聽見溫泉,乙骨憂太眉稍動了動,他拒絕的話停頓了片刻:“我給老師打個電話。”

花阪裕也建議道:“這裏不是什麽說話的地方,乙骨君可以到了旅店再打。”

乙骨憂太看了一眼周圍,確實,這裏荒草叢生,加上天色又暗,一會兒打完電話天再黑了,他們就又要用手電筒照路了。

乙骨憂太點頭:“好。”

幾個人回到旅店。

花阪裕也出門時和老板娘說很快回來,結果一走就是幾個小時,連電話都打不通,可急壞老板娘了,此刻看到他安然無恙,她終於松了口氣,笑道:“原來花阪先生這麽急著出門,是去找妹妹了呀。”

花阪裕也輕笑著道歉:“是我不好,讓老板娘擔心了”。

老板娘連連說不用,看了一眼他們身邊的兩個咒術師,疑惑:“這兩位是?”

“是我們的朋友。”花阪裕也說,“他們應該也要留下來吃飯,辛苦老板娘安排一下了。”

“好的好的,沒問題。”老板娘連聲答應。

狗卷棘和乙骨憂太借了花阪裕也和高橋啟介的房間給五條悟打電話。

“唷,憂太,任務怎麽樣了?”電話響了幾聲後被接起,白發教師聲音懶散,“什麽時候回來呀?”

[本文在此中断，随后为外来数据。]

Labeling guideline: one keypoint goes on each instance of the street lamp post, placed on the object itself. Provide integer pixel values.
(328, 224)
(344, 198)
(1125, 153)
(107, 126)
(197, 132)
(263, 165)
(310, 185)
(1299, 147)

“任務完成了。”乙骨憂太說,“但是老師,我們可能要在這裏住一晚。”

“噢?為什麽?”

乙骨憂太把事情的前因後果給五條悟講了一遍,包括他們遇到了花阪兄妹和遇到的經歷。

五條悟“唔”了聲,拉長了尾音:“又是‘花阪’啊,棘,你和他們家可真有緣。”

可能不止是有緣。乙骨憂太聞言心想,可能還有“意思”。

“既然人家這麽熱情的邀請你們,就在上面好好休息吧。”五條悟答應得很爽快,“明天早上放你們個假,不用這麽早回來。”

“謝謝五條老師。”

“鮭魚鮭魚。”

“怎麽樣怎麽樣?”花阪彌加守在房間門口,見他們兩個人出來,眼睛亮亮的問,“你們的老師答應了嗎?”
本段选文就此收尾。